Prime Minister Blair has, we are told, taken personal charge of the Health Service. Not quite enough charge to personally face the nurses, of course but enough charge to be held responsible for the financial shambles that the "Nation’s Nanny", Patricia Hewitt, has allowed to evolve.
So perhaps Mr. Blair would like to come to East Kent and to visit Fordwich Ward at the QEQM hospital in Margate. He will find that it is shut.
This has not been the "best year ever" for our Accident and Emergency Services.
I met, recently, with an A&E Registrar from one of the County's major hospitals. He confirmed my understanding that about 80% of the patients that visit A&E have no need of those services whatsoever and can and should be seen in casualty units, cottage hospitals or, in most cases, by General Practitioners.
Setting aside the after-school "morning after pill" sessions when, apparently, schoolgirls find it convenient to use A&E units as convenient and inconspicuous birth control clinics, many callers are either from overseas and with no culture of the use of General Practice or, more significantly, patients who choose not to wait days for GP appointments or to use the on-call services.

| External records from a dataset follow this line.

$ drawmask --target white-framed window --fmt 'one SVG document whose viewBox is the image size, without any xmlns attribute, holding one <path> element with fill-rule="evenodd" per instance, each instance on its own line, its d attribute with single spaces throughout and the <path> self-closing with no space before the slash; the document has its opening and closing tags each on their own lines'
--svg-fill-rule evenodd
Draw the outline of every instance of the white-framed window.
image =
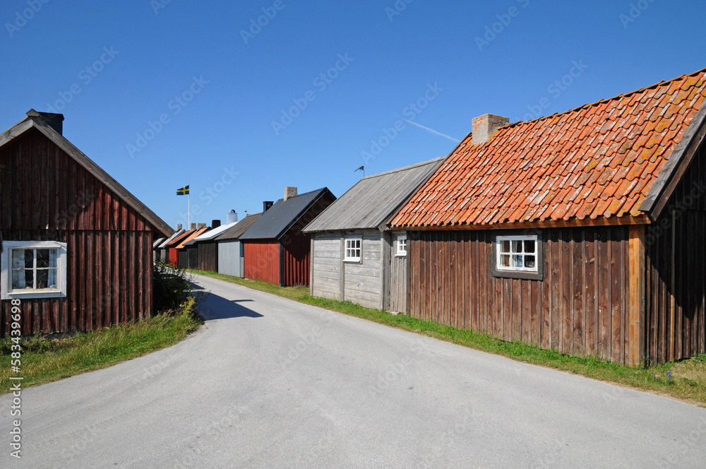
<svg viewBox="0 0 706 469">
<path fill-rule="evenodd" d="M 397 234 L 397 255 L 400 257 L 407 256 L 407 234 Z"/>
<path fill-rule="evenodd" d="M 66 244 L 6 241 L 0 254 L 2 299 L 66 296 Z"/>
<path fill-rule="evenodd" d="M 498 236 L 496 242 L 498 271 L 539 272 L 537 235 Z"/>
<path fill-rule="evenodd" d="M 360 262 L 361 242 L 359 236 L 346 237 L 346 252 L 343 257 L 345 262 Z"/>
</svg>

There is, though, a darker side still to A&E known as the "Four-hour breach".
Under Government "targets" A&E patients are required to be seen within four hours and any "breach" of this timescale has to be reported. Young Senior House Officers, frightened to stand up to the system and relatively inexperienced are prone to make bad decisions in haste. The more senior Registrars find themselves having to rush or offer inadequate treatment in order to avoid the "breach.
The way round this is, it seems, is to dispatch patients to wards without appropriate tests having been taken and it is not uncommon for a ward Sister to receive a phone call saying "we are about to breach - will you take this patient within the next 20 minutes". The half-way measure is to transfer the patient to a CDU unit within the four hours. In this way, technically, they have left A&E even though there is much work still to be done and a logjam further down the line.
All of this information has been given to me by NHS nursing and medical staff who have had enough and are concerned to speak out before patient-care is further compromised.
Is any Minister out there listening?